As mentioned, the U.S. Bureau of Labor Statistics released the May employment situation report on June 5th. The data showed that total non-farm payroll employment in the U.S. increased by 172,000 month-over-month. The U.S. unemployment rate for May held steady at 4.3%, having fluctuated within a narrow range of 4.3% to 4.5% since July 2025, indicating the resilience of the U.S. labor market exceeded market expectations.
Following the release of the stronger-than-expected U.S. jobs data, U.S. Treasury yields rose rapidly and the U.S. dollar strengthened in the short term. Wind data shows that by the close on June 5th, the U.S. Dollar Index had once again climbed above the 100-point threshold, with a year-to-date gain of 1.84%.
Song Xiangqing, Vice President of the China Society of Commercial Economy, analyzed that market expectations for Federal Reserve rate cuts have cooled while expectations for rate hikes have warmed. This has led to a surge in the 10-year Treasury yield and a simultaneous strengthening of the U.S. dollar. As a non-yielding asset, the opportunity cost of holding gold has increased sharply, triggering a large-scale withdrawal of funds. The convergence of these multiple negative factors resulted in a severe single-day decline in the gold price.
Outlook for Gold Prices
Many institutions have issued their latest forecasts for the subsequent trajectory of gold prices.

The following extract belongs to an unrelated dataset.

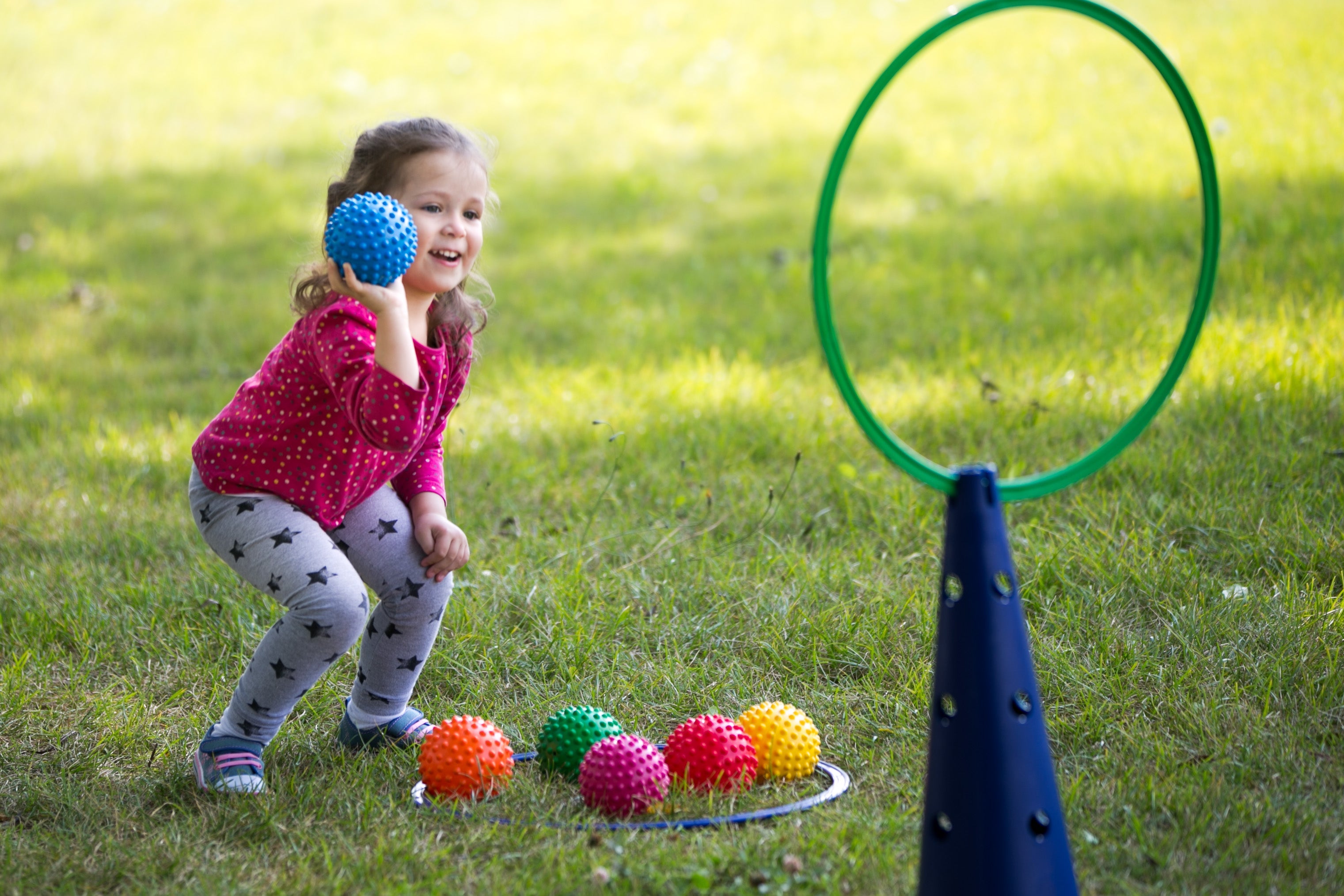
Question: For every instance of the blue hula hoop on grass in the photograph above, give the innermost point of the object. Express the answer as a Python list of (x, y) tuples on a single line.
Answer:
[(839, 784)]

For instance, Commerzbank has revised its year-end 2026 gold price forecast down to $4800 per ounce from a previous estimate of $5000 per ounce, while maintaining its price forecast of $5200 per ounce for the end of 2027. Previously, Morgan Stanley also significantly lowered its gold price expectations, reducing its target price for the second half of 2026 to $5200 per ounce. However, Goldman Sachs remains optimistic about gold, maintaining a target price of $5400 per ounce for the end of 2026.
Yu Xiaoming believes that in the short term, the performance of gold prices may be generally weak, primarily characterized by consolidation and bottom-building. Any rebounds are likely to be corrective in nature, and investors should avoid blindly trying to catch the bottom. From a medium-term perspective, as expectations for subsequent Federal Reserve rate cuts increase, coupled with ongoing support from global central bank purchases, gold prices are expected to gradually recover. For investors, in terms of operations, it is advisable to set strict stop-losses for short-term trades. For medium-term positions, one could consider building positions in batches during price dips. Simultaneously, it is crucial to closely monitor U.S. employment, inflation data, and Federal Reserve policy动向, remaining alert to market risks arising from data volatility.
Song Xiangqing anticipates that in the short term (6 to 8 months), gold prices are highly likely to experience wide fluctuations within a range of $4200 to $4700 per ounce as they consolidate and build a bottom, making a sustained one-way sharp decline or significant rally unlikely.